In quanto condensazione materiale di strategie di classe, l’integrazione europea è un processo attraversato da antagonismi di classe, e specifici rapporti di classe possono spiegarne tanto la storia quanto la particolare configurazione istituzionale. Tuttavia, dato questo punto di partenza, non dovremmo saltare alla conclusione che mutati rapporti di forza tra classi cambieranno l’Europa dall’interno, proprio perché la sua particolare architettura economica, istituzionale e monetaria rappresentano degli ostacoli materiali ad un’effettiva coordinazione fra le lotte dell classi subalterne in tutta Europa, lotte che si configurano necessariamente come ineguali, a causa delle differenti temporalità degli antagonismi sociali nelle diverse formazioni sociali. Questo è quanto rende una strategia di rottura e uscita una condizione necessaria al cambiamento sociale, ma anche per la possibilità di creare nuove forme di coordinamento e cooperazione fra movimenti.

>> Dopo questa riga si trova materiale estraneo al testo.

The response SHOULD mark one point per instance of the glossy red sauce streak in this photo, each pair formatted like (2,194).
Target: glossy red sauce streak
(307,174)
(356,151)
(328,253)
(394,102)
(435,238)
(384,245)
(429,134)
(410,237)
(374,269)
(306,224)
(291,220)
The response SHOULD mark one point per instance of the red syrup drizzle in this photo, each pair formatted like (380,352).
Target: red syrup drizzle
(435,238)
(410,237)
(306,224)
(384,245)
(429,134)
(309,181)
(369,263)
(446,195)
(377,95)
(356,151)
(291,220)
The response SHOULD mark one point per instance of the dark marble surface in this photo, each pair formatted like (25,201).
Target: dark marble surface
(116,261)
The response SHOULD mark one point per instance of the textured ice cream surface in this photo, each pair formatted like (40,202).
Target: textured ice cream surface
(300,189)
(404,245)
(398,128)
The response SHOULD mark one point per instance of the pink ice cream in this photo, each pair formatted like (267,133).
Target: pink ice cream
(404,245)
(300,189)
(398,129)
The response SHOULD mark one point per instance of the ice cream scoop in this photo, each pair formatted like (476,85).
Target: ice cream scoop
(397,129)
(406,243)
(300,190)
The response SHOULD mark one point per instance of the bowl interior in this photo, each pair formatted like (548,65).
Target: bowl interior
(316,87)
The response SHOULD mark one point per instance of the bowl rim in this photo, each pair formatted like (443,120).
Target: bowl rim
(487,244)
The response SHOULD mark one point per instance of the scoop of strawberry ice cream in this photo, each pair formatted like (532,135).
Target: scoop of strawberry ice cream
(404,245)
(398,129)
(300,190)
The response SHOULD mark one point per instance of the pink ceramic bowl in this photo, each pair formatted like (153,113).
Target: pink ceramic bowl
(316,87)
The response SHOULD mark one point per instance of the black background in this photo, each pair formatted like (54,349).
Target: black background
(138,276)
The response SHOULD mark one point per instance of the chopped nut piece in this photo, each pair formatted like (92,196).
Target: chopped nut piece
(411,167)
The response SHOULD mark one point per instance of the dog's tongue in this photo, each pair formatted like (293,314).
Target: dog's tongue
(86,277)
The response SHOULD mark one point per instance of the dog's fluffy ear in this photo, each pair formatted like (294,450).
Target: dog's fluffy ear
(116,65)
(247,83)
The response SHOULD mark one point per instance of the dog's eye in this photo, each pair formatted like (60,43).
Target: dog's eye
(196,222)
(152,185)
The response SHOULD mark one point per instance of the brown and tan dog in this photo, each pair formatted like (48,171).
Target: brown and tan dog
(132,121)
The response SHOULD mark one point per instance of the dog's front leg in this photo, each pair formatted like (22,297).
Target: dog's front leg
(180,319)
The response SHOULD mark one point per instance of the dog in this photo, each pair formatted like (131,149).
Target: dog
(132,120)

In contrasto col prevalente mito ideologico, l’integrazione europea non è “irreversibile”. Al contrario, si tratta di una strategia di classe, dipendente dalle particolari dinamiche della congiuntura e dei rapporti di forza. Oggi, di fronte al fatto che sempre più sono coloro che realizzano quanto il “sogno europeo” si sia trasformato in un “incubo europeo”, l’elaborazione di una simile strategia di rottura è quanto ma necessaria.